2013年8月28日 星期三

i am

indeed
incredibly distressed
and heavy hearted.

read, read, write

it is also frustrating knowing that there are so many great books written when you also know for sure that even when you gather all the time in your life you won't be able to read (and fathom) half as many. but what is more frustrating is reading rubbish. nonsense, however, is fine, there has not been enough jabberwocky and humty-dumty. reading an unworthy book is much similar to having a bad conversation, at the end you only want your precious time back.

i sometimes write insanely long english sentences, which i know is not nice. but sometimes i do so on purpose, which i think is fine. i do believe that brief means cool, except when you want to write a sentence long enough to appear scholarly and profound. but what i am thinking is, classical chinese is the coolest thing in the universe, for its saying so little and meaning so much, and for its lovely sounds on the ear and lingering effect on the heart. i am often so overwhelmed (by all kinds of good literature) that i think i will never be able to write better than what have already been written.

i ought to finish the novel i started which is themed on my father. it has been nearly a year now since the last sentence was written. but there is no way for me to write without crying. i wonder if i am really too dramatic or sentimental, or maybe what is felt upon my heart is truly too powerful? it has to be felt to be understood, which makes the understanding impossible. we are all alone in this universe. 


the rabbitch

i have to harden my heart so i don't get bullied too much. i used to think that it would be better to just be nice and polite to people, and be extra nice and polite to mean people. but being nice and polite sometimes means you have to compromise a lot, and sometimes a lot more than you can handle. i can still do it now, in my 20s and still have fair energy. however, what i can foresee is that soon i will be old and less energetic but more overloaded than i am now. 

i have tried not to write, so i don't whine, and will appear less like a whiner. but i don't see why i can't do it when it helps unleash my negative feelings. i only whine about little things. i have experienced greater miseries, and with those whining could not help. there were times when the sadness could be so heavily impressed that all incentive to speak was lost. it's lucky enough that there are things that can be talked away.  once spoken/written they become less important. 

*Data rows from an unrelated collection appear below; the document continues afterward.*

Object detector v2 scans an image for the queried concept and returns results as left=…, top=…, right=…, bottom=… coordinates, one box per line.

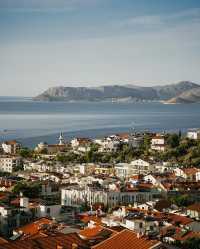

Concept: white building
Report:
left=38, top=202, right=61, bottom=219
left=2, top=140, right=21, bottom=154
left=115, top=163, right=132, bottom=179
left=123, top=216, right=159, bottom=235
left=187, top=129, right=200, bottom=140
left=115, top=160, right=156, bottom=179
left=151, top=135, right=165, bottom=152
left=0, top=156, right=21, bottom=173
left=61, top=186, right=153, bottom=208
left=23, top=160, right=51, bottom=172
left=129, top=134, right=144, bottom=149
left=95, top=135, right=121, bottom=153
left=71, top=138, right=92, bottom=152
left=174, top=167, right=200, bottom=181
left=79, top=163, right=95, bottom=175
left=130, top=159, right=156, bottom=175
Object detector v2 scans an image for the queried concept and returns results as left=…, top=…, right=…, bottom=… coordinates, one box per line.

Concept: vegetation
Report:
left=169, top=194, right=194, bottom=207
left=12, top=181, right=42, bottom=198
left=54, top=135, right=200, bottom=167
left=157, top=137, right=200, bottom=167
left=183, top=237, right=200, bottom=249
left=19, top=148, right=34, bottom=158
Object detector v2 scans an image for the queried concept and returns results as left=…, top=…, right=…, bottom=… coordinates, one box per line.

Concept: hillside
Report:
left=166, top=87, right=200, bottom=104
left=34, top=81, right=200, bottom=102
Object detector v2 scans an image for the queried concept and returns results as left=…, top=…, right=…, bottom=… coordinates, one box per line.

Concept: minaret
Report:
left=59, top=132, right=64, bottom=145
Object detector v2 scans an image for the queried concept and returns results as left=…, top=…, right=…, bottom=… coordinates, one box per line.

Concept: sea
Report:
left=0, top=97, right=200, bottom=148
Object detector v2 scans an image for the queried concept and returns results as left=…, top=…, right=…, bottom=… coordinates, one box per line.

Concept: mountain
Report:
left=166, top=87, right=200, bottom=104
left=34, top=81, right=200, bottom=102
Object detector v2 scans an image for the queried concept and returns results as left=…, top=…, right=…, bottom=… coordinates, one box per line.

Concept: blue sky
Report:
left=0, top=0, right=200, bottom=96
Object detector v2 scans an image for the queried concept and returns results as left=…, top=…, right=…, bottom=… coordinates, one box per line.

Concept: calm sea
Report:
left=0, top=97, right=200, bottom=147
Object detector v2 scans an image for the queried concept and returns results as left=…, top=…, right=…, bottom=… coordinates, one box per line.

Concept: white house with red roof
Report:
left=151, top=134, right=166, bottom=152
left=174, top=167, right=200, bottom=181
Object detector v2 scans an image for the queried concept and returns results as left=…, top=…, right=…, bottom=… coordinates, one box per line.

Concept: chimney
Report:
left=72, top=243, right=78, bottom=249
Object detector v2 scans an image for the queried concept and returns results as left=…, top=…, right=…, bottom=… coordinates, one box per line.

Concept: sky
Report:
left=0, top=0, right=200, bottom=96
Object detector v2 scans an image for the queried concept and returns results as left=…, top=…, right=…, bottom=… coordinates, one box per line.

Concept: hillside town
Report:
left=0, top=129, right=200, bottom=249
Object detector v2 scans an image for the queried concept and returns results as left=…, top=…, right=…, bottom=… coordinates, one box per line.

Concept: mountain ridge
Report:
left=34, top=81, right=200, bottom=103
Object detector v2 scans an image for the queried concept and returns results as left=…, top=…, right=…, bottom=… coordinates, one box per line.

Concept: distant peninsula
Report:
left=34, top=81, right=200, bottom=103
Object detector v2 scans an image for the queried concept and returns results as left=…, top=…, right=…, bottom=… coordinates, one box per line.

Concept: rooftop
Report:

but for now, i just wish i could talk about it so it doesn't damage me too much inside. i have tried reasoning. for nights i have written a dialogue in my head, of myself talking to my very self.  i understand that all are illusions and none is permanent.  i understand also that nothing i have is truly mine, and nothing will ever be mine truly except for my own wisdom. i understand that we are only walking molecules. i understand it fair enough to unleash my sufferings for a nice while, but my understanding of what i have understood seems also impermanent.

it is only a little frustrating that what you are able to gain is not even half as much as what you are willing to give.


2013年8月12日 星期一

the seventh day of the seventh month

i woke up with some good thoughts today. and then i realized that it is the seventh day of the seventh month - one of my favorite festivals again. with a typhoon coming to town the whole thing is a little too romantic. 

and most importantly, i simply cannot resist the idea of magpies bridging lovers. 

2013年8月5日 星期一

all the cakes in the world

i didn't know why i had to buy that many cakes home. maybe i did. maybe it was because i knew i needed something to fill what i knew would soon be empty. not my stomach though. maybe a space in memory. a sense of coziness and happiness that cannot be replaced. the sweet and quiet nights of midnight tea and silly games. that amazing something called  togetherness.
suddenly i was there, and suddenly i am here. and the carrot cakes taste like something in between. they are not as good, but they are still the best. i always think back and think i could have made it better, be better, and love better, hold on tighter to the time i had, be as pretty and happy as possible. but that is a bit stupid. but every stubborn person is a bit stupid. i am afraid of the way life speeds itself up and disappears, and me being misplaced in the fear of looking back one day and realizing the possible fact of not having been, or tried my best to catch up with its pace.
i think it's time to recollect my buddhist learning.